Peterson's Algorithm

The code in Example 10-6is an implementation of Peterson's Algorithm, which handles mutual exclusion between two threads. This code tries to guarantee that there is never more than one thread in the critical section and that, when a thread calls mut_excl(), it enters the critical section sometime "soon."

An assumption here is that a thread exits fairly quickly after entering the critical section.

Example 10-6 Mutual Exclusion for Two Threads?

void mut_excl(int me /* 0 or 1 */) {
    static int loser;
    static int interested[2] = {0, 0};
    int other; /* local variable */
    other = 1 - me;
    interested[me] = 1;
    loser = me;
    while (loser == me && interested[other])

    /* critical section */
    interested[me] = 0;

This algorithm works some of the time when it is assumed that the multiprocessor has strongly ordered memory.

Some multiprocessors, including some SPARC-based multiprocessors, have store buffers. When a thread issues a store instruction, the data is put into a store buffer. The buffer contents are eventually sent to the cache, but not necessarily right away. (Note that the caches on each of the processors maintain a consistent view of memory, but modified data does not reach the cache right away.)

When multiple memory locations are stored into, the changes reach the cache (and memory) in the correct order, but possibly after a delay. SPARC-based multiprocessors with this property are said to have total store order (TSO).

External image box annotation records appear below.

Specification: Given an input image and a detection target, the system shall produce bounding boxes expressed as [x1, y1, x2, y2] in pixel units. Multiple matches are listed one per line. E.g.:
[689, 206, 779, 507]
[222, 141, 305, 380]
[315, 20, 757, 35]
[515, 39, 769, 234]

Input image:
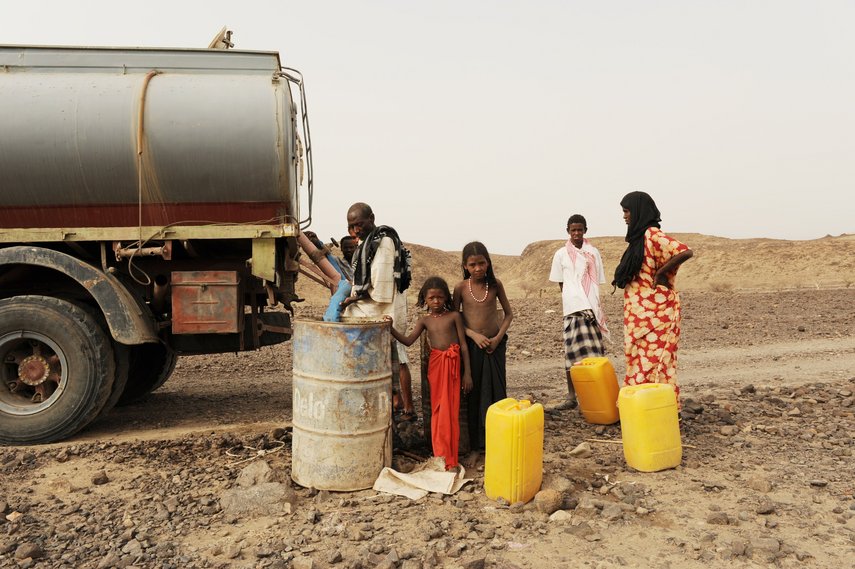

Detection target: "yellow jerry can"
[484, 398, 543, 504]
[570, 357, 620, 425]
[618, 383, 683, 472]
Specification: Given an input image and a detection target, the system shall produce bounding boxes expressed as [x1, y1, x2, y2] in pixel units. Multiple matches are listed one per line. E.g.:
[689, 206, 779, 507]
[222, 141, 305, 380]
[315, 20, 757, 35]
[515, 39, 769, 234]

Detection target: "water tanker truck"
[0, 46, 311, 444]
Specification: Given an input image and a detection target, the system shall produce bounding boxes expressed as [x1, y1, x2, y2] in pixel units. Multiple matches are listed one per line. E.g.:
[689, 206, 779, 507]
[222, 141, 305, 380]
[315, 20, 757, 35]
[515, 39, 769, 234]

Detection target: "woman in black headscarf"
[612, 192, 692, 405]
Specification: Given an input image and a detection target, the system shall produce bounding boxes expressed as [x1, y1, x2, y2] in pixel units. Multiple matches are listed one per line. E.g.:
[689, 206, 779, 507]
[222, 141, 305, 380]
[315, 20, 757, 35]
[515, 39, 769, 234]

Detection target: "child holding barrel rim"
[386, 277, 472, 470]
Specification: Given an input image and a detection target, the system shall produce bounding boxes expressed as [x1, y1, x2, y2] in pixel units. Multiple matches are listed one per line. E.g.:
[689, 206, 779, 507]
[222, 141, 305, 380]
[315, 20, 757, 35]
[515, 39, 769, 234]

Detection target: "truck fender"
[0, 245, 159, 345]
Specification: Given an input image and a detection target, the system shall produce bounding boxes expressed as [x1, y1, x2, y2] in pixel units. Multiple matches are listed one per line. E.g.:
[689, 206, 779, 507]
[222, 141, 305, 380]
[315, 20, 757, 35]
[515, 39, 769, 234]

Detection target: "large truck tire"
[118, 344, 178, 405]
[0, 295, 116, 445]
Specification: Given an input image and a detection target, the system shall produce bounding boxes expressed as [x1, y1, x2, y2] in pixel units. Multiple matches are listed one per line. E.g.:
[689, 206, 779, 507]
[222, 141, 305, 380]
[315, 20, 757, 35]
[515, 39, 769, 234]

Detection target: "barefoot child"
[392, 277, 472, 470]
[453, 241, 514, 450]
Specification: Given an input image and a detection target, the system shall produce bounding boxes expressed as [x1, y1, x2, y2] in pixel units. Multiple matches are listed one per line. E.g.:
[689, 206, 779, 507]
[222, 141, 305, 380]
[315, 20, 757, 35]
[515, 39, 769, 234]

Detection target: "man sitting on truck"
[342, 202, 415, 420]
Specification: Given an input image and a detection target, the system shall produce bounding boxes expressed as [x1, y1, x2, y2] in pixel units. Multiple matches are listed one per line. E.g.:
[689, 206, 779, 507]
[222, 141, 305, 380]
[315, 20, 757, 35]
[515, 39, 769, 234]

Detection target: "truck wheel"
[118, 344, 178, 405]
[0, 296, 116, 445]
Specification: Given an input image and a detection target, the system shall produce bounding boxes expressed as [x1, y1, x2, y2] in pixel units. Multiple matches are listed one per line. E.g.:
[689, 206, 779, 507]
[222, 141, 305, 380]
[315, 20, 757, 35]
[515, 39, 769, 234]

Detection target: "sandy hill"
[299, 233, 855, 301]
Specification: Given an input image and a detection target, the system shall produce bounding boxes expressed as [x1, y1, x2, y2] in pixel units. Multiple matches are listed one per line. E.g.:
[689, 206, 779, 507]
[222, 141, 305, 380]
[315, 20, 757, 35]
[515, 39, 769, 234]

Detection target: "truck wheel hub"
[18, 356, 50, 385]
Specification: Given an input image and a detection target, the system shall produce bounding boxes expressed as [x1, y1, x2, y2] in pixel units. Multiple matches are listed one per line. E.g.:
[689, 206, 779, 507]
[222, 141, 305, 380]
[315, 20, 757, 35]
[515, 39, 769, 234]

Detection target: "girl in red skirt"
[392, 277, 472, 470]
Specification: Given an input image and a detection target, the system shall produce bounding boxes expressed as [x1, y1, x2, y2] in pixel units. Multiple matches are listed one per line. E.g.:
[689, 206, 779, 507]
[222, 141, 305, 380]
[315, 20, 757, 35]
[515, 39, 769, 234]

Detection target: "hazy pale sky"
[0, 0, 855, 254]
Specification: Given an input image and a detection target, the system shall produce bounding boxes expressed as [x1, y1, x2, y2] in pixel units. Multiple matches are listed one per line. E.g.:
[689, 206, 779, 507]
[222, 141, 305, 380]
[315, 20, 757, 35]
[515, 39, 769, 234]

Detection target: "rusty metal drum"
[291, 320, 392, 491]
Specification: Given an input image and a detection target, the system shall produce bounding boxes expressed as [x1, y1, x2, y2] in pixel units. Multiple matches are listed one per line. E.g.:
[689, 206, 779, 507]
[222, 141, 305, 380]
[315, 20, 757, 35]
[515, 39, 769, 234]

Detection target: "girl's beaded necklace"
[469, 277, 490, 302]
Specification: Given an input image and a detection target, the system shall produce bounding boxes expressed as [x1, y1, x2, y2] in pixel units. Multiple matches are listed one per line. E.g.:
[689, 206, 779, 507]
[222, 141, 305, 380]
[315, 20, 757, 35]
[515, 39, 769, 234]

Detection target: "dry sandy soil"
[0, 236, 855, 569]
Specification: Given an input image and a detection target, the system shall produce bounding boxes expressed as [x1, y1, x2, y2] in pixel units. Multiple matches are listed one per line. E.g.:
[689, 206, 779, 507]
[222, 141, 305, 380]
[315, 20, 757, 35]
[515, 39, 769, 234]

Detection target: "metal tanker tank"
[0, 46, 301, 228]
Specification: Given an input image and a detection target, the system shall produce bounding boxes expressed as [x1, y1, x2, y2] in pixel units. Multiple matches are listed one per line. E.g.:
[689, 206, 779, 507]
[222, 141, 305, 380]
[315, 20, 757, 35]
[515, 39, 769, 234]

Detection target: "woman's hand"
[653, 271, 671, 290]
[462, 373, 473, 393]
[469, 332, 490, 350]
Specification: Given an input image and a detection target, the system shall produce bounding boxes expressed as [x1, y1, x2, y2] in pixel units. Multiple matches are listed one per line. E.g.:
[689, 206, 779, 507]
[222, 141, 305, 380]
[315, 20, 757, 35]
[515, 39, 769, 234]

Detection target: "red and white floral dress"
[623, 227, 688, 406]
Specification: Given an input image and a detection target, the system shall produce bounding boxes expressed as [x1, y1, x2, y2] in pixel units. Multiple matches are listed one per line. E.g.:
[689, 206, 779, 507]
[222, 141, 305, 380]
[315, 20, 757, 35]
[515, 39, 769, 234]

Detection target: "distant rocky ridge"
[298, 233, 855, 301]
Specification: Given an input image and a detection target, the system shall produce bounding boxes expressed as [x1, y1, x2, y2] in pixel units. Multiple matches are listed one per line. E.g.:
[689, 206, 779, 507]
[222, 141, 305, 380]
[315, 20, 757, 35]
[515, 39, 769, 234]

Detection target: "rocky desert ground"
[0, 236, 855, 569]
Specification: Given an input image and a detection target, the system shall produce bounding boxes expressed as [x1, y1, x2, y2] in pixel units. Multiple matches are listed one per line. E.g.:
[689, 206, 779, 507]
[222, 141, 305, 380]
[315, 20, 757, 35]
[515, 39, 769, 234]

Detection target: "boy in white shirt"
[549, 214, 609, 409]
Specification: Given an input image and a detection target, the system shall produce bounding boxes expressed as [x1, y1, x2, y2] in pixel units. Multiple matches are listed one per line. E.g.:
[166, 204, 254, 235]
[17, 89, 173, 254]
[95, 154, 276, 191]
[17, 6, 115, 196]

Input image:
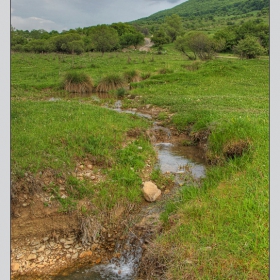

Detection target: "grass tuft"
[123, 70, 141, 83]
[96, 74, 125, 93]
[63, 72, 93, 93]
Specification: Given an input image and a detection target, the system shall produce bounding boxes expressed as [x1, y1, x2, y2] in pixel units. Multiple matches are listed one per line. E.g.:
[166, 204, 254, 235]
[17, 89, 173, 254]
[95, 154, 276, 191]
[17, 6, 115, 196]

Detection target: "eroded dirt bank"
[11, 103, 207, 279]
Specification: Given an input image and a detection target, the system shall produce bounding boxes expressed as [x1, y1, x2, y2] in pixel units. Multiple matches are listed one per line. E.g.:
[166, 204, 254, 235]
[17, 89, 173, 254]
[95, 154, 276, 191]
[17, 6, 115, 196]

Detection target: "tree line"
[11, 22, 147, 54]
[11, 14, 269, 60]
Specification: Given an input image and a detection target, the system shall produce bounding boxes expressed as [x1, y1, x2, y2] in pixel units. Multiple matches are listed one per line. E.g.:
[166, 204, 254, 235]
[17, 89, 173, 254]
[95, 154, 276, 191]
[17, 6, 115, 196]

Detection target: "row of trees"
[152, 15, 269, 60]
[11, 14, 269, 59]
[11, 23, 144, 54]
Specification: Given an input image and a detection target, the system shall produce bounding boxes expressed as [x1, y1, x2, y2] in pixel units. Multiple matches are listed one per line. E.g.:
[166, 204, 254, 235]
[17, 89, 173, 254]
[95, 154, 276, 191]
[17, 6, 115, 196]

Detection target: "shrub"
[116, 88, 126, 98]
[123, 70, 141, 83]
[141, 72, 151, 80]
[63, 72, 93, 93]
[158, 68, 173, 74]
[234, 36, 265, 59]
[96, 74, 125, 92]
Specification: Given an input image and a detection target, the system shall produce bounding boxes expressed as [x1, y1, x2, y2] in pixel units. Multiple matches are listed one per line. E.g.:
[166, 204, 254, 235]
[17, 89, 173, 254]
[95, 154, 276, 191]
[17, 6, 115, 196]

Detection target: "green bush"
[63, 72, 93, 93]
[234, 36, 265, 59]
[96, 74, 125, 92]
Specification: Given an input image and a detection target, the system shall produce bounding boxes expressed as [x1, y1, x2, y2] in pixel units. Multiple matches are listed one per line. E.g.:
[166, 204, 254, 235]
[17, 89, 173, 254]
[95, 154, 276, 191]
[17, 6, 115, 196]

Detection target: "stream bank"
[12, 99, 208, 279]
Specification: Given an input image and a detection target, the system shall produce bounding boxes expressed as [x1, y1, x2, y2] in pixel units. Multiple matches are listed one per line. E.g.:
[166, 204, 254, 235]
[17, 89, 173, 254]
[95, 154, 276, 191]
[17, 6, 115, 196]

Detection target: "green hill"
[131, 0, 269, 28]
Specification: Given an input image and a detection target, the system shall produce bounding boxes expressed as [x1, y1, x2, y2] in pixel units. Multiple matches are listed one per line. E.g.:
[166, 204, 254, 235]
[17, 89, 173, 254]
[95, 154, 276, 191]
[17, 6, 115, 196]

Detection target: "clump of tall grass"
[123, 70, 141, 83]
[141, 72, 151, 80]
[63, 72, 93, 93]
[158, 68, 173, 74]
[96, 74, 126, 93]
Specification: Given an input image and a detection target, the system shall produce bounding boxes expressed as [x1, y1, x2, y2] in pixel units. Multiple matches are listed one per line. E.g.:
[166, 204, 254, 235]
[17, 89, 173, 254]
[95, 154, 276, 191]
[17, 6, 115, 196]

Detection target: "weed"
[123, 70, 141, 83]
[63, 72, 93, 93]
[116, 88, 126, 98]
[96, 74, 126, 93]
[158, 68, 174, 74]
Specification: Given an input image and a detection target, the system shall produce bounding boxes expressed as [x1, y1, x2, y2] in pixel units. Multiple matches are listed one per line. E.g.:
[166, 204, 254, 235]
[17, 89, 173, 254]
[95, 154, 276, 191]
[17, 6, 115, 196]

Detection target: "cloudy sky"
[11, 0, 186, 32]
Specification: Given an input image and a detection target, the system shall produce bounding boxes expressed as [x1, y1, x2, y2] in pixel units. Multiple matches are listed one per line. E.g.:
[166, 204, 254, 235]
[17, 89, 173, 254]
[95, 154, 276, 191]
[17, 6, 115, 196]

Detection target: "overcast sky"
[11, 0, 186, 32]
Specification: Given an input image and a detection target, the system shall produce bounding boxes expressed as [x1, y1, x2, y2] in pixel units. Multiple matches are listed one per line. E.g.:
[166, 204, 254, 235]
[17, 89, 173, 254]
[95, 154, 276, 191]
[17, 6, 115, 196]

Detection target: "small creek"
[54, 101, 206, 280]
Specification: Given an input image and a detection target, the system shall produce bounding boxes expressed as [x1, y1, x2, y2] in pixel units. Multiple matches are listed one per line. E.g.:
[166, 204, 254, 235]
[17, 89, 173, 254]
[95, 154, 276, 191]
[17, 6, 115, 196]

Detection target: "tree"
[120, 32, 144, 49]
[151, 28, 169, 48]
[175, 32, 216, 60]
[234, 36, 265, 59]
[165, 14, 184, 43]
[92, 24, 119, 55]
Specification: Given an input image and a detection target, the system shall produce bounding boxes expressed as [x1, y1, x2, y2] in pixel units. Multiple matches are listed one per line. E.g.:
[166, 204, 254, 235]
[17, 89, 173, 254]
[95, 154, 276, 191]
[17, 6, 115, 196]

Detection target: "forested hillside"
[134, 0, 269, 24]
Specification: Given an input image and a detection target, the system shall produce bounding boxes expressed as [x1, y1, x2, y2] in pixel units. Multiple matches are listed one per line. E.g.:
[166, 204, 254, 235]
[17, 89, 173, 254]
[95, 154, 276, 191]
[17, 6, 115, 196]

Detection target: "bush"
[96, 74, 125, 92]
[116, 88, 126, 98]
[234, 36, 265, 59]
[123, 70, 141, 83]
[63, 72, 93, 93]
[158, 68, 173, 74]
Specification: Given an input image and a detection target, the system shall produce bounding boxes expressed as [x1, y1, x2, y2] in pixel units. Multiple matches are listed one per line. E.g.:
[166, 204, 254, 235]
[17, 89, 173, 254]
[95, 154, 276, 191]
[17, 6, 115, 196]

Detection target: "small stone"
[27, 254, 37, 261]
[91, 244, 99, 251]
[16, 254, 23, 260]
[84, 172, 91, 178]
[80, 251, 92, 258]
[72, 253, 78, 260]
[38, 245, 46, 252]
[11, 263, 19, 271]
[142, 181, 161, 202]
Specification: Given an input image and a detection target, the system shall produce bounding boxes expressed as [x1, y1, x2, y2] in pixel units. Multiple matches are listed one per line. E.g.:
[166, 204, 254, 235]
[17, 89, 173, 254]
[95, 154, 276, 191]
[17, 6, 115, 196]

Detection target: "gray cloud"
[11, 0, 184, 31]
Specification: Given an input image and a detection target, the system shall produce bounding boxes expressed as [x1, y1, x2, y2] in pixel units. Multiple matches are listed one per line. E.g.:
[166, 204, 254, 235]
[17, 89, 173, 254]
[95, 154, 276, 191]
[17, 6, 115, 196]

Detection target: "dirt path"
[139, 38, 154, 52]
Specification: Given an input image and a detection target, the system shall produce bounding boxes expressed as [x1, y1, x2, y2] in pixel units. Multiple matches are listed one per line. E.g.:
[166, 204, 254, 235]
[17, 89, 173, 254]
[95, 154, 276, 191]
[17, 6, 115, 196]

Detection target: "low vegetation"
[11, 0, 269, 279]
[63, 72, 93, 93]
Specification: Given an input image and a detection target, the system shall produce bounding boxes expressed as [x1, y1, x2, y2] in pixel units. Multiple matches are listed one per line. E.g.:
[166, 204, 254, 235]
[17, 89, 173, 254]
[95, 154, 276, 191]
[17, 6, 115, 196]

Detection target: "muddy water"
[55, 101, 206, 280]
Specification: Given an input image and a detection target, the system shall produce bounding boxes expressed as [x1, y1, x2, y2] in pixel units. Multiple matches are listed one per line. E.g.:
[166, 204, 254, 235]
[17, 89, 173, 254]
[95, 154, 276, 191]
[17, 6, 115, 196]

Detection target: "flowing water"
[55, 101, 206, 280]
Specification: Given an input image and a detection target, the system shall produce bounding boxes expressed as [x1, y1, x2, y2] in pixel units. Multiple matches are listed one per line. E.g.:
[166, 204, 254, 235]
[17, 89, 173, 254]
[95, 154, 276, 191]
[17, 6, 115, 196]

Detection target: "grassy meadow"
[11, 44, 269, 280]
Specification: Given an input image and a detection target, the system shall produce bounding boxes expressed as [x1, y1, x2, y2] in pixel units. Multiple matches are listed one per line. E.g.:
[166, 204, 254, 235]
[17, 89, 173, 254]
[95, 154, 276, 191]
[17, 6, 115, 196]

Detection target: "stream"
[54, 101, 206, 280]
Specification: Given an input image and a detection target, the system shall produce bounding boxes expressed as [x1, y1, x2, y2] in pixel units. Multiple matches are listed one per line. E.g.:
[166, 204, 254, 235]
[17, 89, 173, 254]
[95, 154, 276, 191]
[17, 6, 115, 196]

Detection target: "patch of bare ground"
[11, 101, 209, 280]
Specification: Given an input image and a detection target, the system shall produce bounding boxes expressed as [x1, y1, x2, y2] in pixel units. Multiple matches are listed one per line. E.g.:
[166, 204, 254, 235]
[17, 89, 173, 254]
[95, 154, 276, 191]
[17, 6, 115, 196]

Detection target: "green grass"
[11, 44, 269, 279]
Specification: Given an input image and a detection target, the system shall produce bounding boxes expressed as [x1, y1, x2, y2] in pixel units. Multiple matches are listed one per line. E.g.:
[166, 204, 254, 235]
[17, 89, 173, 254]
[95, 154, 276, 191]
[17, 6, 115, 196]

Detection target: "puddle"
[55, 101, 206, 280]
[155, 143, 206, 179]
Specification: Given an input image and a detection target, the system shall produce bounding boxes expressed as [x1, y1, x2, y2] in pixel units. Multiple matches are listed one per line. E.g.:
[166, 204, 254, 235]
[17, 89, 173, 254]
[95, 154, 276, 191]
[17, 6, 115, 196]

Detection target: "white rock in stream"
[142, 181, 161, 202]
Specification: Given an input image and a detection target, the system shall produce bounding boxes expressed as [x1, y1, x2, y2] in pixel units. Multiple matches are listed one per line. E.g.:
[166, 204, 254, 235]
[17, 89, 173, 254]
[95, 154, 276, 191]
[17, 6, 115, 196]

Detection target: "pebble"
[16, 254, 23, 260]
[27, 254, 37, 261]
[11, 263, 19, 271]
[72, 253, 78, 259]
[80, 251, 92, 258]
[38, 245, 46, 252]
[31, 241, 40, 246]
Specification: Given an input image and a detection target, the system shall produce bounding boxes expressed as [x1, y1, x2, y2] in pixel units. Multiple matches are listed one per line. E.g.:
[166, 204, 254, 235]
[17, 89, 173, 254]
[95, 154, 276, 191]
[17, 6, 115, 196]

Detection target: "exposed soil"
[11, 100, 208, 279]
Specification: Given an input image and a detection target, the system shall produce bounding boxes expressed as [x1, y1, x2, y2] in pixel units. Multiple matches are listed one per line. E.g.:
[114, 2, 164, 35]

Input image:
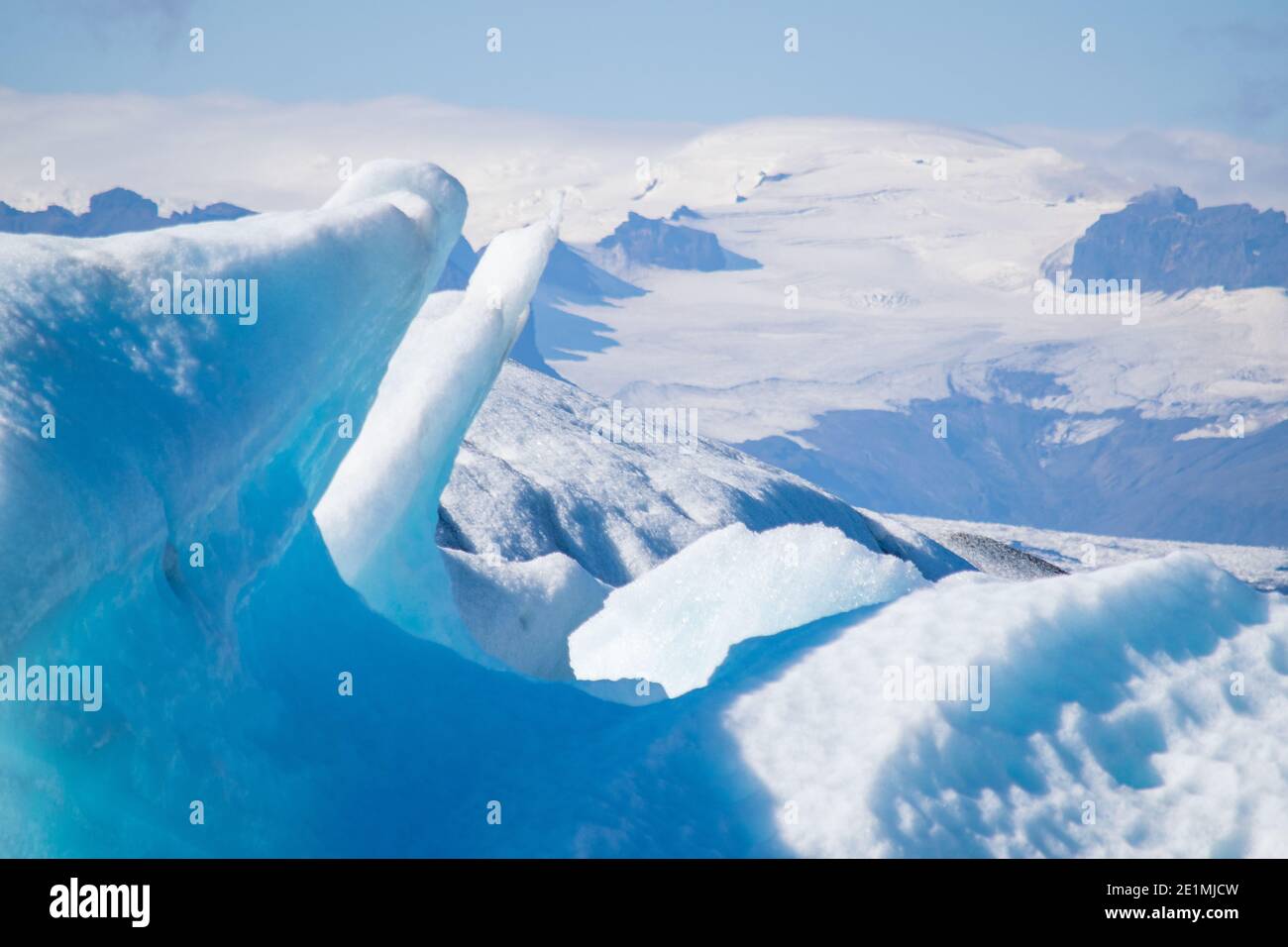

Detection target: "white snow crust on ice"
[568, 523, 924, 697]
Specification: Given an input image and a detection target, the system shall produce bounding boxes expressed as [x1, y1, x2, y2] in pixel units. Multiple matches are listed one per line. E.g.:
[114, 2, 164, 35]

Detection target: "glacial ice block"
[568, 523, 926, 697]
[314, 211, 558, 657]
[0, 161, 467, 640]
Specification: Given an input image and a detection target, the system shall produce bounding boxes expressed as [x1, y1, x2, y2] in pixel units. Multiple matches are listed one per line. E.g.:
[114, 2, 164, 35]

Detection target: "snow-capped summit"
[1070, 187, 1288, 292]
[0, 187, 254, 237]
[595, 211, 760, 273]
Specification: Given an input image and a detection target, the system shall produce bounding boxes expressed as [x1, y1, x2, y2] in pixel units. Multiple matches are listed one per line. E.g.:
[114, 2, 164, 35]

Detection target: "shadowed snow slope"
[726, 553, 1288, 857]
[438, 362, 970, 585]
[568, 523, 924, 697]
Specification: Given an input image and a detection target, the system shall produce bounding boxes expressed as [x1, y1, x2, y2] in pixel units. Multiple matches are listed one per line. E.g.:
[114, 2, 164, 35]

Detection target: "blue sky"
[0, 0, 1288, 142]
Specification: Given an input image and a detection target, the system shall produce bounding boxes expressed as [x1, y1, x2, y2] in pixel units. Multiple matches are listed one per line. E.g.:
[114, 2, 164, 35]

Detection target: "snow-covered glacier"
[0, 161, 1288, 856]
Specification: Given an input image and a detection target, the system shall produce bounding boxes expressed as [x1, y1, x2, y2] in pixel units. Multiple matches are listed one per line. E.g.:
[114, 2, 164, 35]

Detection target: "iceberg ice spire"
[314, 204, 559, 657]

When one processor stores into location A and then loads from location B, and another processor stores into location B and loads from location A, the expectation is that either the first processor fetches the newly modified value in location B or the second processor fetches the newly modified value in location A, or both, but that the case in which both processors load the old values simply cannot happen.

However, with the delays caused by load and store buffers, the "impossible case" can happen.

What could happen with Peterson's algorithm is that two threads running on separate processors each stores into its own slot of the interested array and then loads from the other slot. They both see the old values (0), assume that the other party is not present, and both enter the critical section. (Note that this is the sort of problem that might not show up when you test a program, but only much later.)

This problem is avoided when you use the threads synchronization primitives, whose implementations issue special instructions to force the writing of the store buffers to the cache.